Tom Lane wrote:
Heikki Linnakangas <[EMAIL PROTECTED]> writes:
In any case, I do want this for VACUUMs to fix the "WAL flush for every
dirty page" problem. Maybe we should indeed drop the other aspects of
the patch and move on, I'm getting tired of this as well.
Can we devise a small patch that fixes that issue without creating
uncertain impacts on other behavior?
Yeah certainly, that's my backup plan.
The thing that has made me uncomfortable with this set of patches right
along is the presumption that it's a good idea to tweak cache behavior
to improve a small set of cases. We are using cache behavior (now
clock-sweep, formerly LRU) that is well tested and proven across a large
body of experience; my gut feeling is that deviating from that behavior
is likely to be a net loss when the big picture is considered. I
certainly have not seen any test results that try to prove that there's
no such generalized disadvantage to these patches.
That was my initial reaction as well. However, people claimed that using
a small number of buffers you can achieve higher raw throughput.

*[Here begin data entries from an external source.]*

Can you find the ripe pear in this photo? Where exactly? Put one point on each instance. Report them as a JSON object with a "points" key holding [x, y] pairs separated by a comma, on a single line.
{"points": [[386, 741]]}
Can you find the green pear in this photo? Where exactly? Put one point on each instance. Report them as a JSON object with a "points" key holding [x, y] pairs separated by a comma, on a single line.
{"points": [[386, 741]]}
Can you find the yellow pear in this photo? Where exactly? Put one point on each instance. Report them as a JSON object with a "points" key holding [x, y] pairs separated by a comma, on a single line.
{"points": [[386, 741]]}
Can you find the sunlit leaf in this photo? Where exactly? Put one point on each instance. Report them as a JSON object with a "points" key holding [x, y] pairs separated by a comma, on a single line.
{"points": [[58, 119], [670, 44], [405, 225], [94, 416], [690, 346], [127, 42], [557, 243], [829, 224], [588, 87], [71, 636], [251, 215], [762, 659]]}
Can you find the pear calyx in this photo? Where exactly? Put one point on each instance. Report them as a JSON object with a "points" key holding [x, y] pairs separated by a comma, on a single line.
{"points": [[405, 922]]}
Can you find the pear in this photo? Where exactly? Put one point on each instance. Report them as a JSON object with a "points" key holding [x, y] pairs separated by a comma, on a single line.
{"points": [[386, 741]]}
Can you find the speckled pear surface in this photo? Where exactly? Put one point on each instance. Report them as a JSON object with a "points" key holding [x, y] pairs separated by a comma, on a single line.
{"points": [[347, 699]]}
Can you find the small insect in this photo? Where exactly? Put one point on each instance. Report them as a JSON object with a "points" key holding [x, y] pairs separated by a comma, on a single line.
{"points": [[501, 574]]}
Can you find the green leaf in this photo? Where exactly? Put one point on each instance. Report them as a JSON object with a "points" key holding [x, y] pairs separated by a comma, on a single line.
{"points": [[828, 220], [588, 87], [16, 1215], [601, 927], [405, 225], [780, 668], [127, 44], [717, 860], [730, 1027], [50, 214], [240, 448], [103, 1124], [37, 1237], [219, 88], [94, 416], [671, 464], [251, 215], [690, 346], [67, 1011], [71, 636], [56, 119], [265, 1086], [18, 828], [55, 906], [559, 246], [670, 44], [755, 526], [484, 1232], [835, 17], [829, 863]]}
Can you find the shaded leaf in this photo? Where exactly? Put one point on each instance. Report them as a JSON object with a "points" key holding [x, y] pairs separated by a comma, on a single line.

Avoiding the cache spoiling sounds plausible as well, if you're going to
do a seq scan of a table larger than shared_buffers, you know those
pages are not going to be needed in the near future; you're going to
replace them yourself with pages from the same scan.
One could argue that the real bug here is that VACUUM deviates from the
standard behavior by forcing immediate recycling of pages it releases,
and that getting rid of that wart is the correct answer rather than
piling more warts atop it --- especially warts that will change the
behavior for anything besides VACUUM.
Maybe a better approach would be switching to an algorithm that's more
resistant to sequential scans by nature. That's definitely not going to
happen for 8.3, though.
It's also possible that whatever algorithm we choose doesn't make much
difference in practice because the in typical configurations the OS
cache is bigger and more significant anyway. It's also possible that
there's some counter-productive interactions between our and OS cache
In any case, I'd like to see more test results before we make a
decision. I'm running tests with DBT-2 and a seq scan running in the
background to see if the cache-spoiling effect shows up. I'm also trying
to get hold of some bigger hardware to run on. Running these tests takes
some calendar time, but the hard work has already been done. I'm going
to start reviewing Jeff's synchronized scans patch now.